There is no greater mind in the Church of England, no greater mind, I am disposed to think, in the English nation. His intellect has the range of an Acton, his forthrightness is the match of Dr. Johnson’s, and his wit, less biting though little less courageous than Voltaire’s, has the illuminating quality, if not the divine playfulness, of the wit of Socrates.
But he lacks that profound sympathy with the human race which gives to moral decisiveness the creative energy of the great fighter. A lesser man than Erasmus left a greater mark on the sixteenth century.
The righteous saying of Bacon obstinately presents itself to our mind and seems to tarry for an explanation: “The nobler a soul is, the more objects of compassion it hath.”
KNOX, REV. RONALD
ARBUTHNOTT; b. 17th Feb., 2888; 4th s. of the Rt.
Rev. E.A. Knox, Bishop of Manchester. Ethuc.: Eton (1st
Scholarship); Balliol College, Oxford (1st Scholarship). Hertford
Scholarship, 1907; Second in Honour Moderations, 1908; Ireland and
Craven Scholarship, 1908; 1st in Litt.
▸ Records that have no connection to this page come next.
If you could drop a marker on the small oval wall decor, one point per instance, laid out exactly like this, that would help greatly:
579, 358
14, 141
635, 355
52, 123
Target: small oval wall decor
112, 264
Hum., 1910; Fellow and
Lecturer at Trinity College, Oxford, 1910; Chaplain, 1912;
Resigned, 1917; received into the Church of Rome, September, 1917.
[Illustration: FATHER KNOX]
Our new curate preached, a pretty hopefull young man, yet somewhat raw, newly come from college, full of Latine sentences, which in time will weare off.—JOHN EVELYN.
There is a story that when Father Knox was an undergraduate at Oxford he sat down one day to choose whether he would be an agnostic or a Roman Catholic. “But is there not some doubt in the matter?” inquired a friend of mine, to whom I repeated the tale. “Did he really sit down and choose, or did he only toss up?”
The story, of course, is untrue. It has its origin in the delightful wit and brilliant playfulness of the young priest. Everybody loves him, and nobody takes him seriously.
Few men of his intellectual stature have been received with so little trumpet-blowing into the Roman Catholic Church, and none at all, I think, has so imperceptibly retired from the Church of England. For all the interest it excited, the secession of this extremely brilliant person might have been the secession of a sacristan or a pew-opener. He did not so much “go over to Rome” as sidle away from the Church of England.
But this secession is well worth the attention of religious students. It is an act of personality which helps one to understand the theological chaos of the present-time, and a deed of temperament which illumines some of the more obscure movements of religious psychology. Ronnie Knox, as everybody calls him, the eyes lighting up at the first mention of his name, has gone over to the Roman Catholic Church, not by any means with a smile of cynicism on his face, but rather with the sweat of a struggle still clinging to his soul.